Study design and sample collection. (A) STARD flow diagram of the cohort study. A total of 60 patients were enrolled and completed the study. For each patient, 4 separate blood draws were collected within a 6.5-hour window in a single day (mean ±SD, 3 ± 1 hour). Collections at t₁ and t₄ were split into 6 tubes to evaluate technical variability from 2 major clinical testing services (Lab 1, LabCorp; Lab 2, Quest Diagnostics). Theranos samples were collected from 2 separate retail locations at t₂ and t₃. (B) Panel of histograms showing the time between blood collections for the (top) first set of finger prick and venipuncture draws (t₂–t₁), (middle) Theranos samples (t₃–t₂), and (bottom) overall study (t₄–t₁).

Table 1

Catalog of clinical laboratory tests

Theranos reports more measures outside their normal range. We assessed reporting of lab test results based on collection technologies and processes that were in service in July of 2015. In accordance with clinical testing guidelines, each service provided test-specific reference ranges that reflect normal ranges based on the analytical instrument used and calibration samples evaluated. The percentages for measurements outside their normal range were 8.3%, 7.5%, and 12.2% for LabCorp, Quest, and Theranos, respectively (Figure 2A). Although LabCorp and Quest showed no significant difference in the rates of their tests outside the reference range, the odds that Theranos reported a measurement outside its normal range compared with the other services was 1.6 (95% CI, 1.4–1.8, P = 3.1 × 10^–19).

Figure 2

Lab test values reported outside of their reference range. (A) Panel of test results displayed as a 2-dimensional heatmap. Each row represents one of the 60 subjects, and the columns aggregate the multiple measurements collected for each subject and testing service (6 measurement for Labs 1 and 2; 2 measurements for Theranos) (Lab 1, LabCorp; Lab 2, Quest Diagnostics). The column for each lab test is ordered from left to right by LabCorp, Quest, and Theranos. Colored squares indicate if at least one measurement is outside the normal range high (purple) or low (green). The horizontal bar chart alongside the rows of the heatmap reflects the percent of measurements outside the normal range at the individual level. All percentages represent 100× the number of measurements outside the normal range divided by the total number of measurements collected. (B) Comparison between percentage of tests outside the normal range across all subjects and multiple measurements for Theranos and the other labs (average of LabCorp and Quest). (C) Ratio of the tests outside their normal range — Theranos versus the mean value of LabCorp and Quest. Dashed horizontal line reflects a ratio of 1.6, which is the odds ratio for out-of-range tests between Theranos and the other labs. LDL ranges evaluated using normal LDL-C ranges and individual LDL-C measures reported directly by each provider. All comparisons made using reference ranges provided by individual testing services. Directly measured LDL values were used for Theranos.

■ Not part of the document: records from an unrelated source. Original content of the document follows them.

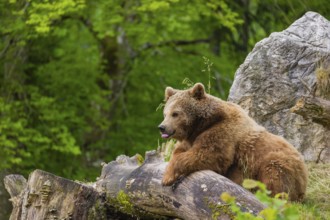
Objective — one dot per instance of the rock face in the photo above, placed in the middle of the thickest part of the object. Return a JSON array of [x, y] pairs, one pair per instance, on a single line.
[[279, 70]]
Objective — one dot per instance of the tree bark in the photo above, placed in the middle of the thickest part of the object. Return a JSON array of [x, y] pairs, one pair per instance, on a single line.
[[313, 108], [125, 190]]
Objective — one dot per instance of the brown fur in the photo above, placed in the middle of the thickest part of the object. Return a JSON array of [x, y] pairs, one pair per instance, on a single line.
[[217, 135]]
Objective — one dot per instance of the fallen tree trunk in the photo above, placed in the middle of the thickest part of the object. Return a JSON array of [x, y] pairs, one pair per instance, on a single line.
[[125, 190], [314, 109]]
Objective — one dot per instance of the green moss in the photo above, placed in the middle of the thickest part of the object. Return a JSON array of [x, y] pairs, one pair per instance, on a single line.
[[98, 211], [139, 159], [124, 202]]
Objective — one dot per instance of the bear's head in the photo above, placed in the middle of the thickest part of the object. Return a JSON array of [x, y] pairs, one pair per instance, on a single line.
[[183, 111]]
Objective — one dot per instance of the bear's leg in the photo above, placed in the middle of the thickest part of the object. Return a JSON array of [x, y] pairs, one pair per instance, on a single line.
[[281, 174], [186, 160]]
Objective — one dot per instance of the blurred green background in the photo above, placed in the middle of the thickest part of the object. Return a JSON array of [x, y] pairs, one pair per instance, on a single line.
[[80, 80]]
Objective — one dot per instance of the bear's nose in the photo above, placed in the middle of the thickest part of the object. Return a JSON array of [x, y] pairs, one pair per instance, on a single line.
[[162, 128]]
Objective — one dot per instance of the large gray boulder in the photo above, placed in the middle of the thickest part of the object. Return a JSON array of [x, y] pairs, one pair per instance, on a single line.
[[280, 70]]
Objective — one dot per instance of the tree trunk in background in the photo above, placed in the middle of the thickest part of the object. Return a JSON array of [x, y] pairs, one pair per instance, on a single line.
[[125, 190]]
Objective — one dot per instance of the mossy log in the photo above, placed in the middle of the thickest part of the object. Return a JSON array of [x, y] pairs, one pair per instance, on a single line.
[[313, 108], [126, 189]]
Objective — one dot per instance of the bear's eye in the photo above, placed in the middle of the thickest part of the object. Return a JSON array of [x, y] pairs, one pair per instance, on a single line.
[[175, 114]]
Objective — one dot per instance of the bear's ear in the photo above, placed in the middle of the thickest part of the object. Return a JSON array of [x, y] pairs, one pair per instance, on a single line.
[[198, 91], [169, 91]]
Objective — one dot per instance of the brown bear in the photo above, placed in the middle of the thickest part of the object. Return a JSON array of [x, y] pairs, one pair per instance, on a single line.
[[213, 134]]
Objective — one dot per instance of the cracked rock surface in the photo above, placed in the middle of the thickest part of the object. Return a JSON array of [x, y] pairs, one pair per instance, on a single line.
[[277, 73]]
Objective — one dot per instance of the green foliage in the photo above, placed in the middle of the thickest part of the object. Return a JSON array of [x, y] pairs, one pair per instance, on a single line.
[[276, 208]]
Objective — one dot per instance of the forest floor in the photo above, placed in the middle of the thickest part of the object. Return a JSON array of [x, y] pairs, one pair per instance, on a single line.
[[317, 201]]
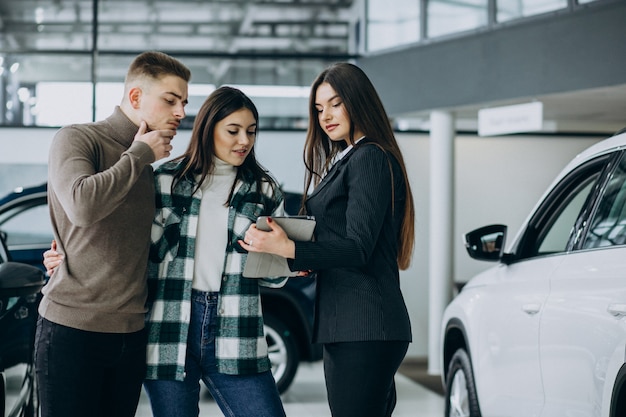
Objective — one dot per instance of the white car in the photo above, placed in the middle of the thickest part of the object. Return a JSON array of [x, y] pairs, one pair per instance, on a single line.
[[543, 332]]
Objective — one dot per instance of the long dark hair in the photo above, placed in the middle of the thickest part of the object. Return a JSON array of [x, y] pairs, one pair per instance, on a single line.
[[367, 115], [198, 159]]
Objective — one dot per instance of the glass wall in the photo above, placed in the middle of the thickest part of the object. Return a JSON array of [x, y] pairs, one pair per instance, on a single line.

To understand the out-of-range values across lab tests and at the individual level, we compared the percentage of tests that were outside their normal range for all testing services (Figure 2, A and B). The percentages represent 100× the number of measurements outside the normal range divided by the total number of measurements collected by each service. At the individual level, the Theranos rates were highest in 48 of 60 subjects. We found the Theranos rates exceeded the other services in this study for 12 tests (Figure 2B). Specifically, the results for mean corpuscular hemoglobin concentration (MCHC), lymphocytes, and cholesterol components exceeded the expected out-of-range rates based on standard procedures to calibrate test reference ranges (Figure 2B). Moreover, for these select tests, the ratio of out-of-range rates between Theranos and the other labs ranged from 1.6 (low-density lipoprotein cholesterol [LDL-C]) to 4.5 (lymphocyte counts) (Figure 2C).

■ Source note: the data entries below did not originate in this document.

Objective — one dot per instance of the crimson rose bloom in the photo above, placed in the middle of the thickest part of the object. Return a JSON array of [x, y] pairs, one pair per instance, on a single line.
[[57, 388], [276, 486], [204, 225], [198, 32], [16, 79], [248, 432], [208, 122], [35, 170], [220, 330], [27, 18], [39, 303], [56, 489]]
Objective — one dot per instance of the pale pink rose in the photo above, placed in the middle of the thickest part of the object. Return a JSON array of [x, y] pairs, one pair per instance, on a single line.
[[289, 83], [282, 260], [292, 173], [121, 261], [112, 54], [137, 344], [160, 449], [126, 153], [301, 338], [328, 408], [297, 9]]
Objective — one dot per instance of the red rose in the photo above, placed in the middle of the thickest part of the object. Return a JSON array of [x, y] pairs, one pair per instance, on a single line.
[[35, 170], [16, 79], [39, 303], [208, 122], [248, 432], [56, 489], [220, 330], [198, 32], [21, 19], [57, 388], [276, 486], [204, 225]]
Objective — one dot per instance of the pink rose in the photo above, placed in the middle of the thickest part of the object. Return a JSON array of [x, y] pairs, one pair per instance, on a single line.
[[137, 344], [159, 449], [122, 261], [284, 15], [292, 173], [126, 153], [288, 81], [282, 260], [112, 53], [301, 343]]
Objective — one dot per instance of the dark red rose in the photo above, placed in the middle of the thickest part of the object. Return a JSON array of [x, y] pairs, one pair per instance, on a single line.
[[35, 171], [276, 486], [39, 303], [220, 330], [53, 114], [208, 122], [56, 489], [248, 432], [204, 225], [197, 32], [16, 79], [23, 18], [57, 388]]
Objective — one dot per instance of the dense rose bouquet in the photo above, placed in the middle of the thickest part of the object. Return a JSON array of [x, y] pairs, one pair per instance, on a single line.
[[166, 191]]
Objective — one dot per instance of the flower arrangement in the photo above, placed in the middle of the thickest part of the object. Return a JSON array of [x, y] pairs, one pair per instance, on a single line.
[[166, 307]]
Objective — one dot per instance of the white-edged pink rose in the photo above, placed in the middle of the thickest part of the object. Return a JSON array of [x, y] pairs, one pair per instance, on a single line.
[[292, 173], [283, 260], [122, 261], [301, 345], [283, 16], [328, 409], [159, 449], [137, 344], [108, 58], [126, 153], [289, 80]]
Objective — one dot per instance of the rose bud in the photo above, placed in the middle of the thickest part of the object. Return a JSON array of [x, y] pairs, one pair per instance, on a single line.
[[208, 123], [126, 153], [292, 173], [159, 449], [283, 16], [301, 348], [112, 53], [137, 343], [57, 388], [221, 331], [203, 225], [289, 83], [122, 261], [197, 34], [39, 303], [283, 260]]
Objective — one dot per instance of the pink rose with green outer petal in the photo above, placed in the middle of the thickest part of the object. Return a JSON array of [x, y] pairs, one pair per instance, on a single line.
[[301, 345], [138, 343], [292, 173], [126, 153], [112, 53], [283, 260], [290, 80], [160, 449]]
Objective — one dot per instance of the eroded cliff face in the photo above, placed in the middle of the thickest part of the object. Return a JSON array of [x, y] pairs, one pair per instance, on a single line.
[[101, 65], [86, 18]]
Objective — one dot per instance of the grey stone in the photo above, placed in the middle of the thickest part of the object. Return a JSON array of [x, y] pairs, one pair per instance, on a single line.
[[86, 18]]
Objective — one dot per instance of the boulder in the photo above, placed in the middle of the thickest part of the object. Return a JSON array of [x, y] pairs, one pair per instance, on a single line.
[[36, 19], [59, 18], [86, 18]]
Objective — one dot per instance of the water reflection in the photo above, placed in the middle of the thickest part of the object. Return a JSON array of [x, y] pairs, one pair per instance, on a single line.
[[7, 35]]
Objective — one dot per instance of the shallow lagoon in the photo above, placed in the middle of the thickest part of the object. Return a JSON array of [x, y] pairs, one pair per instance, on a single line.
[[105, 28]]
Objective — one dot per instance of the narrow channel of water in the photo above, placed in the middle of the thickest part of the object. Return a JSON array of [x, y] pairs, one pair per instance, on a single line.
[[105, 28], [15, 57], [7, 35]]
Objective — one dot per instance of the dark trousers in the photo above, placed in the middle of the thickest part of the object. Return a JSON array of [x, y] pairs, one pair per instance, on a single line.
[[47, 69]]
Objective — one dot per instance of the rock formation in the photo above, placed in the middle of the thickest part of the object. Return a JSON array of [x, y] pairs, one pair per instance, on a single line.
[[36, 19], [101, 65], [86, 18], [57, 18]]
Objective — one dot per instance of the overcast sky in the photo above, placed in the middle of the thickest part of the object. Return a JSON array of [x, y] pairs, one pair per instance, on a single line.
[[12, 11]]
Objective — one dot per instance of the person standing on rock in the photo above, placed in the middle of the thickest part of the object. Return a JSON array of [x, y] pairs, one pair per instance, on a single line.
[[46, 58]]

Testing services show nonequivalent test results. To understand transferability of test results among services, we examined test result equivalency among different blood testing services and collection technologies. We fit a linear mixed model (LMM) to the lab results to identify differences in the reported results that could be attributed to services only. When we controlled for age, sex, subject variability, and collection time, we found 15 of the 22 measurements showed significant interservice differences (P < 0.002, Figure 3). Our results showed that standard clinical services and low-volume blood tests have some measures that agree (e.g., triglycerides and rbc counts), whereas others differ significantly (e.g., wbc counts, mean corpuscular volume [MCV], cholesterol, high-density lipoprotein cholesterol [HDL-C]), where such differences could not be explained by differences in collection times or intrasubject variability at a given collection time.

Figure 3

Comparison of study population distributions among testing services. Small multiple graphs show the test-specific distributions over the entire cohort of 60 subjects for Lab 1 (LabCorp, blue), Lab 2 (Quest, yellow), and Theranos (red) testing services. Distributions based on Gaussian kernel density estimates (21). Asterisks highlight lab tests with a significant difference among testing services using a LMM for each test, while including age, sex, subjects, collection times, and testing service as covariates. To control the type I error, a Bonferroni correction was applied among all lab tests (*P < 0.002).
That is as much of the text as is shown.